Parallel loops have many variations. There are 12 overloaded methods for Parallel.For and 20 overloaded methods for Parallel. ForEach. PLINQ has close to 200 extension methods. Although there are many overloaded versions of For and ForEach,
you can think of the overloads as providing optional configuration
options. Two examples are a maximum degree of parallelism and hooks for
external cancellation. These options allow the loop body to monitor the
progress of other steps (for example, to see if exceptions are pending)
and to manage task-local state. They are sometimes needed in advanced
scenarios.
Note: Robust exception handling is an important aspect of parallel loop processing.
If you convert a
sequential loop to a parallel loop and then find that your program does
not behave as expected, the mostly likely problem is that the loop’s
steps are not independent.
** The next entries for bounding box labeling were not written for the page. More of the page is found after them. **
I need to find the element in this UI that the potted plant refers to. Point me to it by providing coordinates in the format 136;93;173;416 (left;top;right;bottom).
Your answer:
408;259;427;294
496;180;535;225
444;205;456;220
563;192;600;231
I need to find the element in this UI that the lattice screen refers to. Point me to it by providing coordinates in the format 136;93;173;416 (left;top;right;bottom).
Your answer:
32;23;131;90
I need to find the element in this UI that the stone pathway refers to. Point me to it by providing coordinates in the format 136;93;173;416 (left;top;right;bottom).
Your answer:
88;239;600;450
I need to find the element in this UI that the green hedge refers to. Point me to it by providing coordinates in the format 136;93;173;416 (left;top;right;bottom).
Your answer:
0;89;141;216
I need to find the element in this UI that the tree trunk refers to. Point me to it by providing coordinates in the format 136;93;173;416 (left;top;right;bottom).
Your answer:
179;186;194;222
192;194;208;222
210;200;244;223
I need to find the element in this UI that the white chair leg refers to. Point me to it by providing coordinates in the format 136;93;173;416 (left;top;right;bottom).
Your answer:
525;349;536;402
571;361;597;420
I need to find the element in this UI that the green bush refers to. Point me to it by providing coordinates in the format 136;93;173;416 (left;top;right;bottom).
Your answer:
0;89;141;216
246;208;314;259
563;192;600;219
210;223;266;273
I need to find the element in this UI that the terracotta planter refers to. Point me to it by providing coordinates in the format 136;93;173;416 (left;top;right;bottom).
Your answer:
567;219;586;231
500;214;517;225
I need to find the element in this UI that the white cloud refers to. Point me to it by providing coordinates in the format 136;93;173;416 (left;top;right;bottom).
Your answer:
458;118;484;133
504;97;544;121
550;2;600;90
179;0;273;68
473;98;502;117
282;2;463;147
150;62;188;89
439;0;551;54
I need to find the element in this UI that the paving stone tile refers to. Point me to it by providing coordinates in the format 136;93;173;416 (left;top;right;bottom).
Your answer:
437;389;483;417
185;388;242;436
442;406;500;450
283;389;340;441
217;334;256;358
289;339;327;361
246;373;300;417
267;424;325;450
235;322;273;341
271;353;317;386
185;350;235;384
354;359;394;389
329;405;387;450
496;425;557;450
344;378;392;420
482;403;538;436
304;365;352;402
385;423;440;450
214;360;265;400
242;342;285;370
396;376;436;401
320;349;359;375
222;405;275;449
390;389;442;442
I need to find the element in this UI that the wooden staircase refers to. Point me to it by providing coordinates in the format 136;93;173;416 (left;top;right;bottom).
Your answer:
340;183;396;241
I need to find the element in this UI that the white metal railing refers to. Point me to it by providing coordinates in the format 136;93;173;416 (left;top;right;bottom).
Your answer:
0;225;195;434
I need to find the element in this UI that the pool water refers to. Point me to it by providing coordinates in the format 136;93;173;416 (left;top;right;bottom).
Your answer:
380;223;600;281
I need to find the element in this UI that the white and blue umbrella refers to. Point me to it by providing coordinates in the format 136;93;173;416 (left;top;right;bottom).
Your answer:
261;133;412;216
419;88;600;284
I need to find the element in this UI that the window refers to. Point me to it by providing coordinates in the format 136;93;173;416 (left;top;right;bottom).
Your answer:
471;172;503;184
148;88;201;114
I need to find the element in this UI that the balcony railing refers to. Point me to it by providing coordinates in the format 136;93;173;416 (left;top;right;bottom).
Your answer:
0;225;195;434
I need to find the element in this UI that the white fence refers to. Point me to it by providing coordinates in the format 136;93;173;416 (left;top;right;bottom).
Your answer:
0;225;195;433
Here are some common examples of dependent loop bodies:
Note: Check carefully for dependencies between loop iterations! Not noticing dependencies between steps is by far the most common mistake you’ll make with parallel loops.
Writing to shared variables.
If the body of a loop writes to a shared variable, there is a loop body
dependency. This is a common case that occurs when you are aggregating
values. Here is an example, where total is shared across iterations.
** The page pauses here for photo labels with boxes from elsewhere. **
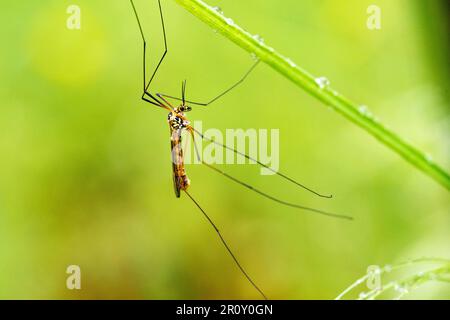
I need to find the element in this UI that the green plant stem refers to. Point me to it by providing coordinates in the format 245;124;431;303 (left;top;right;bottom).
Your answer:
336;257;450;300
175;0;450;190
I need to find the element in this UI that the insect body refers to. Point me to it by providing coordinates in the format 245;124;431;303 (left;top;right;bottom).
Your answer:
167;107;190;198
130;0;352;299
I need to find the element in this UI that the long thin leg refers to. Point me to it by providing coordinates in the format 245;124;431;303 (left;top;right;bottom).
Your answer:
130;0;168;109
188;128;353;220
190;127;333;198
184;190;267;300
160;60;259;106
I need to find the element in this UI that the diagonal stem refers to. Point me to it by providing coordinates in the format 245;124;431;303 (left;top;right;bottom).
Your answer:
175;0;450;190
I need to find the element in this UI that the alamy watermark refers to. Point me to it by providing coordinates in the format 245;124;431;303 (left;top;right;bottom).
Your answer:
366;4;381;30
172;121;280;175
66;4;81;30
66;264;81;290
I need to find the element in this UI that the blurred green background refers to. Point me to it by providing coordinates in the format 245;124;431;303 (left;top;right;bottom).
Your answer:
0;0;450;299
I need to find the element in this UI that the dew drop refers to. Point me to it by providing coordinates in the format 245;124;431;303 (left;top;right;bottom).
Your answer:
225;18;234;26
358;105;373;118
253;34;264;44
315;77;330;89
211;6;223;14
286;58;297;68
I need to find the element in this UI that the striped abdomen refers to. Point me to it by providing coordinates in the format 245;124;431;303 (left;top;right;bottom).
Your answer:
170;128;190;198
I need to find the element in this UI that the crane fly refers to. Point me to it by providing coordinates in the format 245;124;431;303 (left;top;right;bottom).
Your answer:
130;0;352;299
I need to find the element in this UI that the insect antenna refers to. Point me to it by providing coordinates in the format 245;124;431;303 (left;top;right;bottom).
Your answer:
184;190;267;300
181;80;186;106
188;127;353;220
192;128;333;199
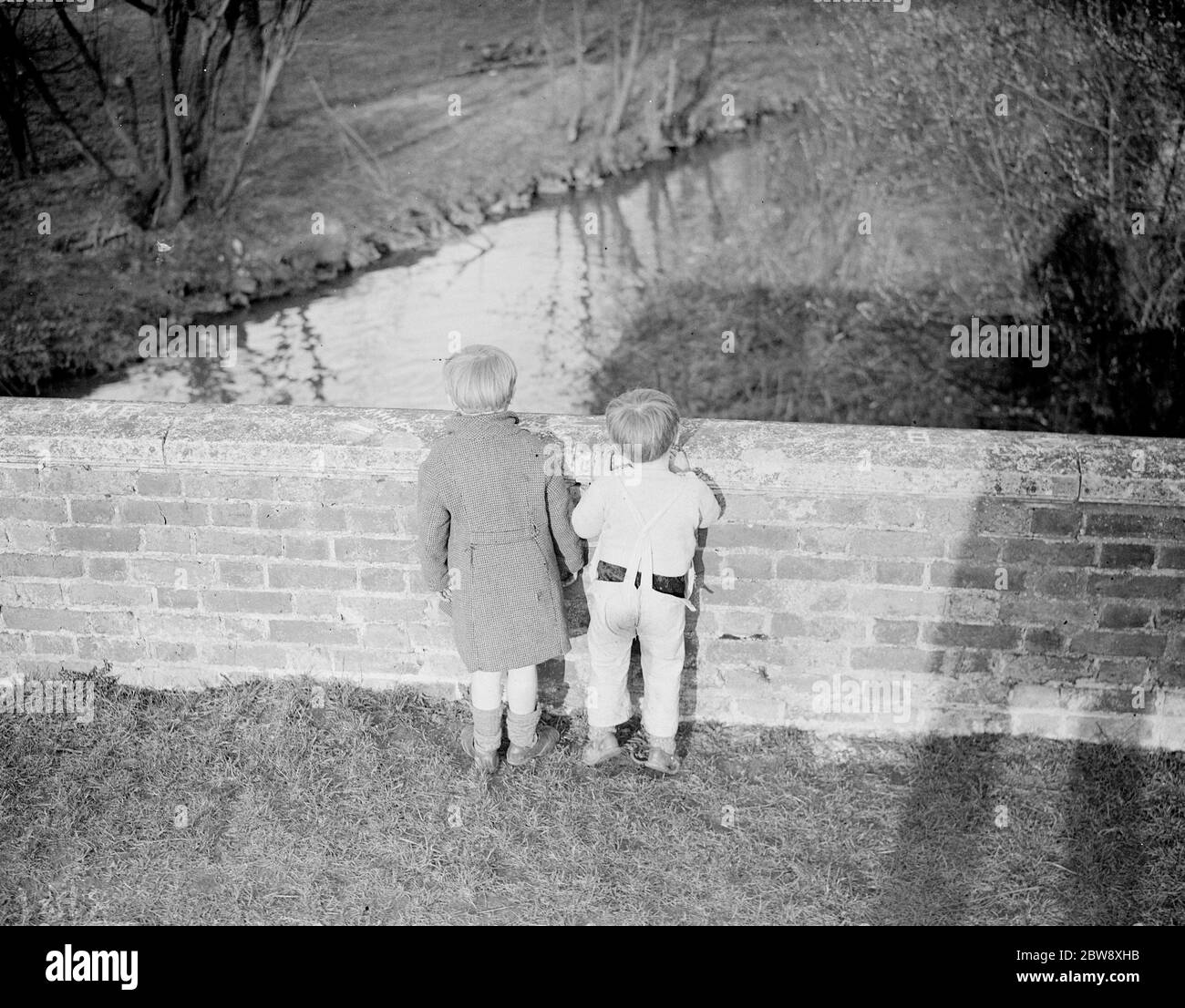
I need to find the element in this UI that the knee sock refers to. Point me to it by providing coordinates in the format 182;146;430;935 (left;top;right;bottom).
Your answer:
470;704;502;752
506;707;540;748
506;664;540;748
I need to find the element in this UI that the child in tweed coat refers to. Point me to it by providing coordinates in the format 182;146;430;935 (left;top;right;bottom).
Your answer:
418;344;584;774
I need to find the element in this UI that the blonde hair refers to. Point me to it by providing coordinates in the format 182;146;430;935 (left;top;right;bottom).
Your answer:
445;344;518;412
604;388;679;462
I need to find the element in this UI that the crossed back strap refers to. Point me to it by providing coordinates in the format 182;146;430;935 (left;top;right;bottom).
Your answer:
592;473;682;588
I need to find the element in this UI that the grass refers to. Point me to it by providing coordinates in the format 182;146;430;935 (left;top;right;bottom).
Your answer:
0;679;1185;924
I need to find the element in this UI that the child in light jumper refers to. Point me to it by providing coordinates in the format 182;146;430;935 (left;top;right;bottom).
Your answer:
572;388;720;774
418;345;584;774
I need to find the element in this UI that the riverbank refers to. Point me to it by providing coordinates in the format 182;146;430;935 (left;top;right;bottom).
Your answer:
0;0;822;395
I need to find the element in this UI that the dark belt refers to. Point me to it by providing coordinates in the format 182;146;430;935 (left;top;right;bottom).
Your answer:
596;561;687;598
for(int i = 1; i < n; i++)
total += data[i];
Shared
variables come in many flavors. Any variable that is declared outside
of the scope of the loop body is a shared variable. Shared references
to types such as classes or arrays will implicitly allow all fields or
array elements to be shared. Parameters that are declared using the
keyword ref result in shared variables. Even reading and writing files can have the same effect as shared variables.
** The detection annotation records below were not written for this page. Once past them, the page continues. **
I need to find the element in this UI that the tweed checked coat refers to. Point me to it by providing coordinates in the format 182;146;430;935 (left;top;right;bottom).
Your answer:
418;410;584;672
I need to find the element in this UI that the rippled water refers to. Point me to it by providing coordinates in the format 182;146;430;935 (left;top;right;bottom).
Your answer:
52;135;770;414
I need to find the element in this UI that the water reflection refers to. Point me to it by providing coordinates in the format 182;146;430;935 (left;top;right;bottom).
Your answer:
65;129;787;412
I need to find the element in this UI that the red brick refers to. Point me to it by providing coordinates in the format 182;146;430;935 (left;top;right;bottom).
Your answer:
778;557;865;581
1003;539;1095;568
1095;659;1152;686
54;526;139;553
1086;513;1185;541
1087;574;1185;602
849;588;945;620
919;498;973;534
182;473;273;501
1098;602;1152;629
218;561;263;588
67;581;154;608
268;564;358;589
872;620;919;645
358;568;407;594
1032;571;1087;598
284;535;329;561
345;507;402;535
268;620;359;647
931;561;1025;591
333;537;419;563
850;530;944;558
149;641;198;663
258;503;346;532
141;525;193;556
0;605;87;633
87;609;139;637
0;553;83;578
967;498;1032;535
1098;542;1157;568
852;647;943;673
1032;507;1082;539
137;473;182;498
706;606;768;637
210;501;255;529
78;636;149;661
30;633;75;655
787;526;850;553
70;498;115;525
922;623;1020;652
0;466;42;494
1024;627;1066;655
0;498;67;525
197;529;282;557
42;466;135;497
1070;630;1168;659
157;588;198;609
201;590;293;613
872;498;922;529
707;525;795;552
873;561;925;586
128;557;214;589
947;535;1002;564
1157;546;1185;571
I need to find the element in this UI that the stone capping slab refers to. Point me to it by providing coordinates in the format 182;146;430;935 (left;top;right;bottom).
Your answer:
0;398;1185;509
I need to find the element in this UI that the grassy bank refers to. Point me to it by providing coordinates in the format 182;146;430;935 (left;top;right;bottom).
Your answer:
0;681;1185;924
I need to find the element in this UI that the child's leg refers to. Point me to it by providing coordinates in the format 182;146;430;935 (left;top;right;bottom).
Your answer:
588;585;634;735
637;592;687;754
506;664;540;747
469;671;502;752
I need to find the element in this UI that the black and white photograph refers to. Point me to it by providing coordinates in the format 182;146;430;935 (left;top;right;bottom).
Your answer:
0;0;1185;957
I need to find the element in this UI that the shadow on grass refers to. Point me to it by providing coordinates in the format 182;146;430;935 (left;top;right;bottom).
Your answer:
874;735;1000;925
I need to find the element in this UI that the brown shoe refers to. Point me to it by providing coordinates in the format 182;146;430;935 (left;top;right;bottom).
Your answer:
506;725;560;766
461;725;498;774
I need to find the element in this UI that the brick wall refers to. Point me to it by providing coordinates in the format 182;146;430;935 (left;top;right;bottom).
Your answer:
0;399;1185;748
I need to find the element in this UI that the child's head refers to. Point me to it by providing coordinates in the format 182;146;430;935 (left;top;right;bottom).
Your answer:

Using properties of an object model.
If the object being processed by a loop body exposes properties, you
need to know whether those properties refer to shared state or state
that’s local to the object itself. For example, a property named Parent is likely to refer to global state. Here’s an example.
for(int i = 0; i < n; i++)
SomeObject[i].Parent.Update();
In this example, it’s likely that the loop iterations are not independent. For all values of i, SomeObject[i].Parent is a reference to a single shared object.
Referencing data types that are not thread safe. If the body of the parallel loop uses a data type that is not thread safe, the loop body is not independent
(there is an implicit dependency on the thread context).
Note:
You must be extremely cautious when getting data from properties and
methods. Large object models are known for sharing mutable state in
unbelievably devious ways.
Loop-carried dependence. If the body of a parallel for loop performs arithmetic on the loop index, there is likely to be a dependency that is known as loop-carried dependence. This is shown in the following code example. The loop body references data[i] and data[i – 1]. If Parallel.For is used here, there’s no guarantee that the loop body that updates data[i – 1] has executed before the loop for data[i].
for(int i = 1; i < N; i++)
data[i] = data[i] + data[i - 1];
Sometimes, it’s possible to
use a parallel algorithm in cases of loop-carried dependence, but this
is outside the scope of this book. Your best bet is to look elsewhere
in your program for opportunities for parallelism or to analyze your
algorithm and see if it matches some of the advanced parallel patterns
that occur in scientific computing. Parallel scan and parallel dynamic
programming are examples of these patterns.
Note: Arithmetic on loop index variables, especially addition or subtraction, usually indicates loop-carried dependence.
When you look for
opportunities for parallelism, profiling your application is a way to
deepen your understanding of where your application spends its time;
however, profiling is not a substitute for understanding your
application’s structure and algorithms. For example, profiling doesn’t
tell you whether loop bodies are independent.
Note: Don’t expect miracles from profiling—it can’t analyze your algorithms for you. Only you can do that.